Decision time in Iraq

As the date for the complete withdrawal of US forces in Iraq draws nearer, the government of Prime Minister Nour al Maliki is in a quandary.



With pressure coming in from Washington to decide at the earliest if it wants the remaining troops to stay or leave, Maliki faces a tough task. His tenuously cobbled coalition government is at a risk of falling apart in case a decision is made in favour of retaining American forces for longer than the December 2011 deadline. Facing violent opposition from some of his coalition partners — concerning further prolonging of US forces in the country — Maliki is in a catch-22 position in trying to choose the lesser of the two evils. For the security in Iraq is far from stable and is in fact worse than before, according to a recent report presented before the US Congress. According to the US Special Inspector General for Iraq Reconstruction, Stuart W. Bowen Junior, the security situation is at an all time low.

Though an earlier military assessment in May lauded the improvement in security, it was misleading and based on a comparative assessment of the situation to that in 2007. As a matter of fact, according to Bowen, Iraq is facing enhanced security threat from Shia militant factions that have contributed to the spread of violence and instability. An increase in targeted killings of US soldiers and Iraqi officials and attacks in Baghdad over the past many months is testament to the fact. In addition, the Iraqi military capability is as yet not on track.

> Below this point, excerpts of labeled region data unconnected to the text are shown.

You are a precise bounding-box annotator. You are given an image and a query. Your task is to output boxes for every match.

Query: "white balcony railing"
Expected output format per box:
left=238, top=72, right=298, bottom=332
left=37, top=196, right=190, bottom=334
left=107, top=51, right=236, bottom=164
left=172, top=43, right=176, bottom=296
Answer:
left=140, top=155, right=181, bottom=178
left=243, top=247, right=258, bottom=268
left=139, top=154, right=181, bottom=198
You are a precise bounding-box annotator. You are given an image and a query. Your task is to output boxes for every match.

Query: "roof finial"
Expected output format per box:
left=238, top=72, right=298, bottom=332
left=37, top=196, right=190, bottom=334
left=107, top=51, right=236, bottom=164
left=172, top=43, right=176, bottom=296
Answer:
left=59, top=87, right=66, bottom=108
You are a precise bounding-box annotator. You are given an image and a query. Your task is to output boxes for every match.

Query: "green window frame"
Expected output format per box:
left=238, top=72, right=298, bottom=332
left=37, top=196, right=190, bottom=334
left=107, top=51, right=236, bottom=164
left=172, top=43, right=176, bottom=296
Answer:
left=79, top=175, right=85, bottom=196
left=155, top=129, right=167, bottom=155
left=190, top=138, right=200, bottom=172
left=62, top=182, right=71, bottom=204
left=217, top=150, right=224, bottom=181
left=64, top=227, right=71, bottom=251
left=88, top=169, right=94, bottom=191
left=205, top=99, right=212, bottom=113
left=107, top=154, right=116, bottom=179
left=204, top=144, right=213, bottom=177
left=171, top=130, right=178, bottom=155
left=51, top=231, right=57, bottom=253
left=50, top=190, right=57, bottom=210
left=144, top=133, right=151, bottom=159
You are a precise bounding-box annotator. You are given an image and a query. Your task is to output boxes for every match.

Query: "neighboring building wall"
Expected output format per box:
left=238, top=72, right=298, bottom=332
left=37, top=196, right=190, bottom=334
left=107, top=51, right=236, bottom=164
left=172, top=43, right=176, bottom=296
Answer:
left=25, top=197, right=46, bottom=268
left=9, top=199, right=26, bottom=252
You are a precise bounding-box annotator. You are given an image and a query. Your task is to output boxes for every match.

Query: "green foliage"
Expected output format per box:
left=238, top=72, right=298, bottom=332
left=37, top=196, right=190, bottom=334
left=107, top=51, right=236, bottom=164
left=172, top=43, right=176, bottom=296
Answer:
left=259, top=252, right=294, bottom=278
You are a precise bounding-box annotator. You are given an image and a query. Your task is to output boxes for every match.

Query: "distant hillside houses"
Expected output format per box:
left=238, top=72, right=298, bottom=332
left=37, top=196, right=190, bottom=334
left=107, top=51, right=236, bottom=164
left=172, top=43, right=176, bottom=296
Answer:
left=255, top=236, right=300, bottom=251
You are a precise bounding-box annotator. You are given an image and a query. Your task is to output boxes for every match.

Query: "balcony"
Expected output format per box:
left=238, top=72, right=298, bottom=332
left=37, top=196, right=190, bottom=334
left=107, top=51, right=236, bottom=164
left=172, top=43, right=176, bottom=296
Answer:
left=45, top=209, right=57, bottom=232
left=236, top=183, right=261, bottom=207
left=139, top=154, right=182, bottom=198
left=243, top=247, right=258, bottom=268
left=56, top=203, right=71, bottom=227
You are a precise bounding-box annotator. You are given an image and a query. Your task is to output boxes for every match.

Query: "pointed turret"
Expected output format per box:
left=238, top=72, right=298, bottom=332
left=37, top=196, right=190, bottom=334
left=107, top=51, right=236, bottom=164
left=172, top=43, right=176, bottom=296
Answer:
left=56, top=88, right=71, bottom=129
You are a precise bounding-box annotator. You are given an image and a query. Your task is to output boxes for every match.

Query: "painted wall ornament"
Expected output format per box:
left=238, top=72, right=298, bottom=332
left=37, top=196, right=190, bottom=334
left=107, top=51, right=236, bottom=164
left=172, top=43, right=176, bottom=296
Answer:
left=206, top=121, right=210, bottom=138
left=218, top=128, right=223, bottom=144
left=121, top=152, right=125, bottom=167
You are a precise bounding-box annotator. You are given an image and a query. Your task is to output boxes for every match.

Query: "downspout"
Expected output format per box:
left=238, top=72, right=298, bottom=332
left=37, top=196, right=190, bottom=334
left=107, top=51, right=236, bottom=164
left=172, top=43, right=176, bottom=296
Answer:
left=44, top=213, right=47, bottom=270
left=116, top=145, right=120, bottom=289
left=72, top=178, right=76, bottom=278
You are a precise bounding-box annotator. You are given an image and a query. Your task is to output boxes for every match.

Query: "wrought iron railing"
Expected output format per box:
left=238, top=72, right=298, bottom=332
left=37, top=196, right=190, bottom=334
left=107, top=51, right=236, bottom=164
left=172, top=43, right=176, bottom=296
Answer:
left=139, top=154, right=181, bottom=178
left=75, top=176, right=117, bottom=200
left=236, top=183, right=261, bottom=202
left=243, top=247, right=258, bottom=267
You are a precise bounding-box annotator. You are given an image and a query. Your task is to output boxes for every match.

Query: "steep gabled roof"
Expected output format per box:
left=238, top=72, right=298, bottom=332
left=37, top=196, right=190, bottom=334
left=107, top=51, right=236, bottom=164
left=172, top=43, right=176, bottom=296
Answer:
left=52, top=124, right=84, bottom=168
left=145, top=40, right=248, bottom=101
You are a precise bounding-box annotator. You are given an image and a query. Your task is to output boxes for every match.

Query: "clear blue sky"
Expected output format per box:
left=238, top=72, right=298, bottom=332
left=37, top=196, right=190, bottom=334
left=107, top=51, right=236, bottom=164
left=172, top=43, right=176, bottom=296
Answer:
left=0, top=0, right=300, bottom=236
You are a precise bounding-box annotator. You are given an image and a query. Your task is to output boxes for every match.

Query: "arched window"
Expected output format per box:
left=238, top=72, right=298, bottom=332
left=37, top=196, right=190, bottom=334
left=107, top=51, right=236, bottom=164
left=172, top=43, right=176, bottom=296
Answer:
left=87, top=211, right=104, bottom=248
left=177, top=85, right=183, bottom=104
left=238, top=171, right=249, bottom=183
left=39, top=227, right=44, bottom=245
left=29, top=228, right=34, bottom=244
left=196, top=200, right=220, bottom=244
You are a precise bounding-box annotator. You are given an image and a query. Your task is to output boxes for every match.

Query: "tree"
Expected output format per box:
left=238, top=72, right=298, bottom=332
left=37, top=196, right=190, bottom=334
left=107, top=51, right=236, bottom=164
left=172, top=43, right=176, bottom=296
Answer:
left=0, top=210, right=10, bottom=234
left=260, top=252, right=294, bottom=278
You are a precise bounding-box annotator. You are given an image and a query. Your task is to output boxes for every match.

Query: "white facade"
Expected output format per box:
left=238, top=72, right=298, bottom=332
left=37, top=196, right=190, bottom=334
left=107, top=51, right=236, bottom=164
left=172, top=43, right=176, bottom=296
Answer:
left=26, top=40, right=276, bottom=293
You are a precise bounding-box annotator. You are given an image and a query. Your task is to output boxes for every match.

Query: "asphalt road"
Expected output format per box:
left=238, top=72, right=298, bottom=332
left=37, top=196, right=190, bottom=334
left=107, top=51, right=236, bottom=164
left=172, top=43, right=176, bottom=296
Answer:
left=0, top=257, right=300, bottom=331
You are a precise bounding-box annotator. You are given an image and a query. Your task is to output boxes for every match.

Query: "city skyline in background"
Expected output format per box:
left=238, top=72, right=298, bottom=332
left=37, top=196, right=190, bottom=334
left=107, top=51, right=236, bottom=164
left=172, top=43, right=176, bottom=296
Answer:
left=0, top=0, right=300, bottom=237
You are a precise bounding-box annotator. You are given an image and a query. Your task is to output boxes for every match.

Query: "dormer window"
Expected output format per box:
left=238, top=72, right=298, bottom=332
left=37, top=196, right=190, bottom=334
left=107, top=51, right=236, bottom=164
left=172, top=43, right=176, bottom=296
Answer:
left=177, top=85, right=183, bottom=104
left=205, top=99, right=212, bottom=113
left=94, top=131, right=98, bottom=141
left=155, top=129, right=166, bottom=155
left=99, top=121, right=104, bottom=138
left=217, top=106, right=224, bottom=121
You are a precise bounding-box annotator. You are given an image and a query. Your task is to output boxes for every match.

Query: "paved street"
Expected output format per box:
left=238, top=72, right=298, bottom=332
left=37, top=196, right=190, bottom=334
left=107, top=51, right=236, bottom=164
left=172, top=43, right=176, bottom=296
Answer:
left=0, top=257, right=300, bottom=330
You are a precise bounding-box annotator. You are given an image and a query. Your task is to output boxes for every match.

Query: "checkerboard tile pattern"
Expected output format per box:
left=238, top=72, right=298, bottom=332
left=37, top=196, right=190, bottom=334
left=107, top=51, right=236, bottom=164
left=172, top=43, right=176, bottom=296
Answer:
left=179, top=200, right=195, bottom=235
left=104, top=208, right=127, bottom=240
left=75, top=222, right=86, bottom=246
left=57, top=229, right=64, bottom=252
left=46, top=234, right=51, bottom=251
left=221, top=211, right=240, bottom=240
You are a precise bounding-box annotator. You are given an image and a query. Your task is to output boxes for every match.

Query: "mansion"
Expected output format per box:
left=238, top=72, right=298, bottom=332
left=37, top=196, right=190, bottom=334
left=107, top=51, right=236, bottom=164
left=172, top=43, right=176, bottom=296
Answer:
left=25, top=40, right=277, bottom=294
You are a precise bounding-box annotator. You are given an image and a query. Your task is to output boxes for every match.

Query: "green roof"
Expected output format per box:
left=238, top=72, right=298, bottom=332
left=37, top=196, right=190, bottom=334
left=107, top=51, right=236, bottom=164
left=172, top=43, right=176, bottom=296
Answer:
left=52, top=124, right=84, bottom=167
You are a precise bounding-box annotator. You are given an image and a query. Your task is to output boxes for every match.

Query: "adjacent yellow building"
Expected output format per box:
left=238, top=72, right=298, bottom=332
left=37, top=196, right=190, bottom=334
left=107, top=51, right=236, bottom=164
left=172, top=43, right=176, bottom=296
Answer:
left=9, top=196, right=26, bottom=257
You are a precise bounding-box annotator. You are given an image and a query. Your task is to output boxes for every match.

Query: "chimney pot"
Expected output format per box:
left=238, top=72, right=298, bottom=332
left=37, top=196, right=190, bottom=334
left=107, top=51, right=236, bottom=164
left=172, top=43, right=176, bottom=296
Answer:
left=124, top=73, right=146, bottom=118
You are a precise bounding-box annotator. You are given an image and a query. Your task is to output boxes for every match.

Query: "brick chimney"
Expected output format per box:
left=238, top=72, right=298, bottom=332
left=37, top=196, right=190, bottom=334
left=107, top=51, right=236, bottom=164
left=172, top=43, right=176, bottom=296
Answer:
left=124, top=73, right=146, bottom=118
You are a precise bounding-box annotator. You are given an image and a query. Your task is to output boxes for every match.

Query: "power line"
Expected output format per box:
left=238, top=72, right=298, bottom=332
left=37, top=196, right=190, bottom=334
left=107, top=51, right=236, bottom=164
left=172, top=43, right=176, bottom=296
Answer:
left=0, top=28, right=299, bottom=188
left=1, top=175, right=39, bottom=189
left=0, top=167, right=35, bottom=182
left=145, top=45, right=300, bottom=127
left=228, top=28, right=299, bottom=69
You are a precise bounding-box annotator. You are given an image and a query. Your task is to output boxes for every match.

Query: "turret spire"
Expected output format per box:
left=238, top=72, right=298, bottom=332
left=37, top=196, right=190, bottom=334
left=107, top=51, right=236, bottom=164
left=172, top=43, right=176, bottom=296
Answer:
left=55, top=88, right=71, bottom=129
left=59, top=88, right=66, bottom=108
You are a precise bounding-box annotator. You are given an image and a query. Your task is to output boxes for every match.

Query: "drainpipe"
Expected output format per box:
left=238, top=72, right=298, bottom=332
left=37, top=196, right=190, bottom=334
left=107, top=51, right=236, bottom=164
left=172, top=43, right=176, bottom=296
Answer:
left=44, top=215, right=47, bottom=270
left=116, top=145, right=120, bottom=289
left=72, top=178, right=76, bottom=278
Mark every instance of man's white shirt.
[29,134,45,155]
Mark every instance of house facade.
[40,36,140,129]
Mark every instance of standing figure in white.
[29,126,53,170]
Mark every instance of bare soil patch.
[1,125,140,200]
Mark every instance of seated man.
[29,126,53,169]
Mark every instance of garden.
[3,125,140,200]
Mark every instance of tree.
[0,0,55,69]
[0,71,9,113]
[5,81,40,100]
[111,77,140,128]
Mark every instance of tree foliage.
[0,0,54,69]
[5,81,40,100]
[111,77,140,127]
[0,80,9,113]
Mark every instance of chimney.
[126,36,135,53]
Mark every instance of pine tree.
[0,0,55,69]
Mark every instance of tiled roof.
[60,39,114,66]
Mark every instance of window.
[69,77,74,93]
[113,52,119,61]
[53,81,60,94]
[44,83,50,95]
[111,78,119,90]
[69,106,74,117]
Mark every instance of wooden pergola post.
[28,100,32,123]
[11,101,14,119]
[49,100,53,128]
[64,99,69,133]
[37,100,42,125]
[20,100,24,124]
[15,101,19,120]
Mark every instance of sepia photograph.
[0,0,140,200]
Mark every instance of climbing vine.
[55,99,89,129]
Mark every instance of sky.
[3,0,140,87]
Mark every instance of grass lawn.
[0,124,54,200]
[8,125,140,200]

This does make the decision a challenging one. The US Joint Chief of Staff Chairman Admiral Mike Mullen has urged the Iraqi government to also be mindful of the need to grant any remaining US forces — if decision is taken in favour of a prolonged stay— legal immunity. This, along with inability to reach an agreement on the duration of an extension of the forces’ presence in Iraq has mired the decision taking process to date. However, this is something Maliki will have to work out among the coalition factions sooner rather than later.

It is feared that the slightest vacuum in Iraq’s fragile setup at the moment may offset a slide back into the awful years of the last decade with civil war and sectarian conflict riding high.The Iraqi leadership should therefore take a decision in favour of the larger national interest rather than flexing political muscles for expediency sake.